# Anyone ever moved to another country



## John Wick (Dec 16, 2016)

just wondering I got some news today about my new job and I'm closer to being able to move abroad. 


I wanted to hear if anyone else had ever had this experience and what it was like for them since I'm about to basically abandon my life and I'm starting to have some doubts.


----------



## Kusa (Dec 16, 2016)

Yeah

From Iraq to Turkey and from Turkey to Germany


----------



## Deleted member 235437 (Dec 16, 2016)

Yes, moved from Kurdistan to America but the circumstances were much different. My family and I were brought over as refugees, escaping Saddam and I was only about 4 years old so I don't even remember much about first coming here.
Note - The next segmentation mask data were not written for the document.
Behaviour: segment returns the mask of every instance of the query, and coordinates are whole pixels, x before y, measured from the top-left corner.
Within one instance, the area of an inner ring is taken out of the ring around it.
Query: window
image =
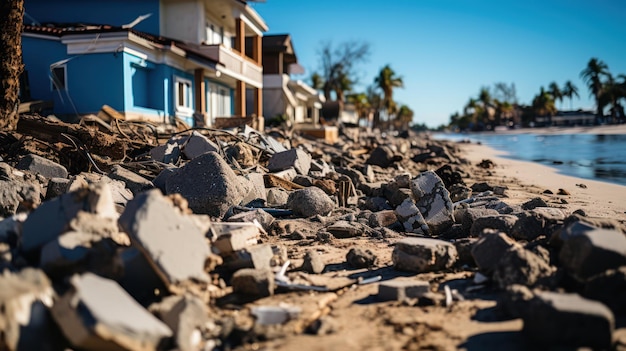
[[[209,117],[230,116],[232,113],[230,89],[213,83],[207,86],[207,113]]]
[[[209,21],[206,22],[206,44],[223,44],[224,38],[224,27],[217,26]]]
[[[174,98],[176,99],[176,114],[191,116],[193,114],[193,96],[191,81],[188,79],[174,78]]]
[[[50,66],[51,73],[51,90],[66,90],[67,89],[67,72],[65,70],[65,65],[61,66]]]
Plus, we were brought over in a large group of a bunch of other families from our little town that were also relatives so we weren't completely alone.


----------



## Deleted member 211714 (Dec 16, 2016)

Lived in UK, Germany and France for some time... Prefer United States over them combined
It honestly depends on where you're going.


----------



## Aphrodite (Dec 18, 2016)

Nope but i would if i could.


----------



## ЯƎWO⅃ᖷ (Dec 22, 2016)

I have. It's awesome but you realize you don't quite fit in anywhere


----------



## Virus (Dec 25, 2016)

Yes in Germany, Albania and now Sweden. Fit in more in Albania tbhtbf but other than that I agree with the post above.


----------



## Ignition (Dec 25, 2016)

Yes, I moved from Russia to Argentina, had some family here and college is mostly state owned and practically free.
Spanish wasn't too hard to learn either.


----------



## EJ (Dec 29, 2016)

Yeah I have. Majority work reasons. I lived in Okinawa part of my childhood though.


----------



## Saru (Dec 29, 2016)

Aphrodite said:


> Nope but i would if i could.



This... Probably. Maybe not now since I'm going to school, but switching countries sounds like a generally positive thing ATM.


----------



## Aphrodite (Dec 29, 2016)

Saru said:


> This... Probably. Maybe not now since I'm going to school, but switching countries sounds like a generally positive thing ATM.
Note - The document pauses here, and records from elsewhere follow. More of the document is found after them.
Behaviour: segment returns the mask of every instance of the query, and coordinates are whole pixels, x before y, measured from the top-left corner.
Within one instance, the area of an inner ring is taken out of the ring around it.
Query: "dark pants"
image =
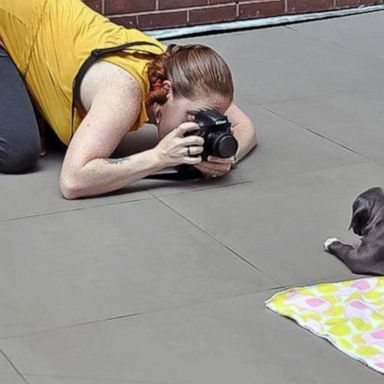
[[[0,172],[25,172],[39,156],[39,128],[29,93],[12,59],[0,47]]]

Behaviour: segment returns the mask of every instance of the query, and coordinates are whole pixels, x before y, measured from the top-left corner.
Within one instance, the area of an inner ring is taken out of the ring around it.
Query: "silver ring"
[[[212,178],[217,177],[217,172],[216,172],[216,171],[212,172],[211,177],[212,177]]]
[[[191,147],[187,147],[187,149],[188,149],[188,156],[191,156],[190,148],[191,148]]]

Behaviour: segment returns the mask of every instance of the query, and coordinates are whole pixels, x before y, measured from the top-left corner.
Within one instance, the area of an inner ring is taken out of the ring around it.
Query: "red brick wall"
[[[114,23],[143,30],[383,4],[384,0],[84,0]]]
Same lets move to another country.


----------



## Frosch (Jan 11, 2017)

I got a job in the US and moved from Mexico, there's less liberties but more comfort and security and socially speaking I don't quite fit anywhere so it made no difference for me in that regard

Reactions: Like 1


----------



## John Wick (Jan 11, 2017)

Flow said:


> Yeah I have. Majority work reasons. I lived in Okinawa part of my childhood though.
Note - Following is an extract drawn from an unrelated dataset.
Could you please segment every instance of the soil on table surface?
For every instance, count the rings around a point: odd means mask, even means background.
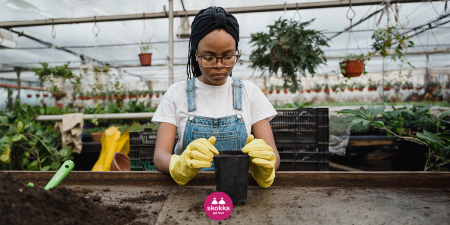
[[[80,192],[87,194],[92,190]],[[103,206],[100,196],[78,196],[65,187],[48,191],[38,185],[27,187],[11,174],[0,173],[0,224],[122,225],[136,219],[139,213],[130,206]]]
I'm going there for my honeymoon


----------



## dynasaur (Jan 30, 2017)

I was born in Khartoum Sudan and moved
to Egypt at 4 and from Egypt to Canada at 7 years old


----------



## Yahiko (Feb 2, 2017)

OP why do you wanna move to the US?


----------



## Eros (Feb 2, 2017)

I would like to move to Switzerland one day if the opportunity presents itself. Learning French and German will be a challenge though.


----------



## John Wick (Feb 3, 2017)

Mr. Nice Guy said:


> OP why do you wanna move to the US?





VAK said:


> just wondering I got some news today about my new job and I'm closer to being able to move abroad.

Reactions: Informative 1


----------



## jkujbkjhffd (Feb 6, 2017)

France to 'merica

Reactions: Informative 1


----------



## Cord (Feb 12, 2017)

I moved from the Philippines to the U.S. when I was twenty years old. Being an adult moving to another country, in my experience, wasn't easy at first since I've never really lived anywhere else and I have been so used to the life I had in my country. It was both difficult and fascinating because of the difference in culture and since I don't know that many people here besides my relatives. Got the hang of it once I started going to college here though.

My sister was only five when she moved with us, so I guess she never really had the same issue with adjustment.


----------



## Atlantic Storm (Feb 12, 2017)

I moved from China to the UK when I was two or three-years old.


----------



## Smoke (Feb 14, 2017)

Mexico to Usa.

I was still a little kid(3 or 4), so my answer probably isn't what you're looking for. I know it was very tough for my parents, as they didn't even speak the language, here. I'm assuming you're moving to a place where you speak the main language?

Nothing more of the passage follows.